What happens to our dredgings?

Dredging in SYH

Every winter, SYH uses its much-loved dredger Muddy Boots to clear thousands of cubic metres of silt from the marina and the entrance channel, to maintain a minimum depth of 2.5 metres throughout the marina. Dredging is carried out under licence and the terms and conditions of the licence must be tightly adhered to.

All that mud has to go somewhere, and under a scheme called “beneficial use of dredgings”, it is discharged on to the foreshore, and from 2014/15, also on to the marsh area at two points east and west of the marina.

The marshes in Levington Creek and around Loompit Lake are recognised as some of the most important bird-life habitats on the river Orwell.
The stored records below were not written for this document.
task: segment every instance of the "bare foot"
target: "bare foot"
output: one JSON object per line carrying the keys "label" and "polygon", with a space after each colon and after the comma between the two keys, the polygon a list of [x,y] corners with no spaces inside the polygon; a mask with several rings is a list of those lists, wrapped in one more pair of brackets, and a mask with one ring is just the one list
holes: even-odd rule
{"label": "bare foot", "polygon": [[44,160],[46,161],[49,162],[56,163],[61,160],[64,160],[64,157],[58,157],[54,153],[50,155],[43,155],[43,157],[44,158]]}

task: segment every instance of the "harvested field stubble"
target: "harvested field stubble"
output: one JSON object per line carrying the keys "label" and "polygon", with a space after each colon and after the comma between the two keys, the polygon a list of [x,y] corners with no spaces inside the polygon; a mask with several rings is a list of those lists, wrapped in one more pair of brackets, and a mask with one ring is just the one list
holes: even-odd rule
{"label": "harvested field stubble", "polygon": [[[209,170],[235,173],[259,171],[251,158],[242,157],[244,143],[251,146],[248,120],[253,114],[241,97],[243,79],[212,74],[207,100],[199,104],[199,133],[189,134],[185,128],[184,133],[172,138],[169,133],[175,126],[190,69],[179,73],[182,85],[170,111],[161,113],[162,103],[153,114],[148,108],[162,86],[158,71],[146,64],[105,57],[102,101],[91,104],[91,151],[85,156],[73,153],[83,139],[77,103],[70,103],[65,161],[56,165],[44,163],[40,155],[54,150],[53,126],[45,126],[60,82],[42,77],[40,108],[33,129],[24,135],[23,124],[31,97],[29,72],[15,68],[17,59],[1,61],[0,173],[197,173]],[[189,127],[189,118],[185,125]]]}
Migratory birds overwintering on the Stour and Orwell marshes include dunlin, Brent geese, redshank (also seen on autumn passage), pintail, grey plover, black-tailed godwit and knot.
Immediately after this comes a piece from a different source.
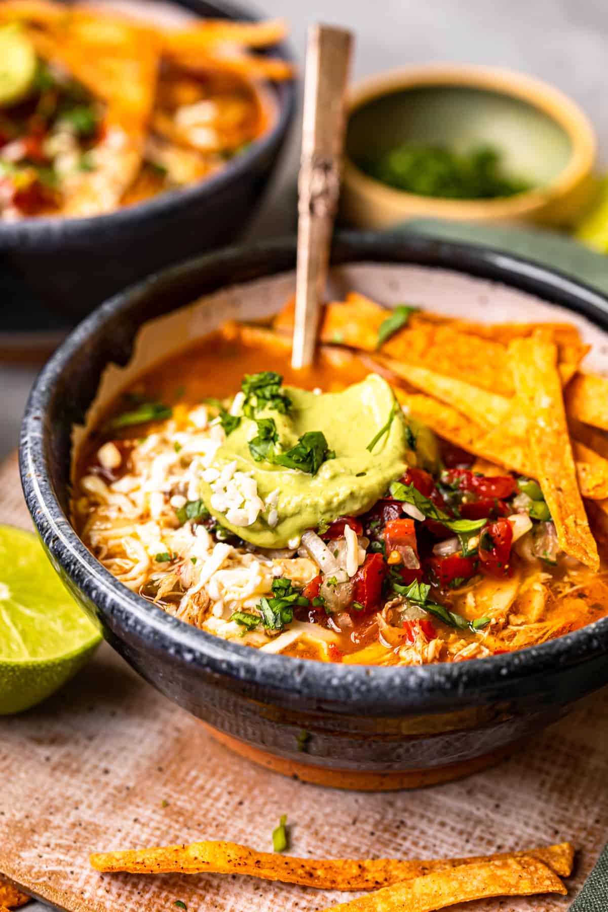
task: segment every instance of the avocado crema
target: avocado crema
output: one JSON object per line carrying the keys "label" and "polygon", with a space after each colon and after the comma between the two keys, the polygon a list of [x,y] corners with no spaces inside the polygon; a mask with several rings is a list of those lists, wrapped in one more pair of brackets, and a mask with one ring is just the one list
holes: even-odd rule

The aim is to restore the intertidal area and salt marshes, which are being degraded by coastal squeeze and sea level rise. Initially the discharge areas are being surrounded with a very low brushwood structure to help to hold the mud in place, and for the first couple of seasons the effects will be monitored closely. If all goes well, over the next 25-30 years the silt from the marina should help to maintain and enhance the habitat and the wildlife environment.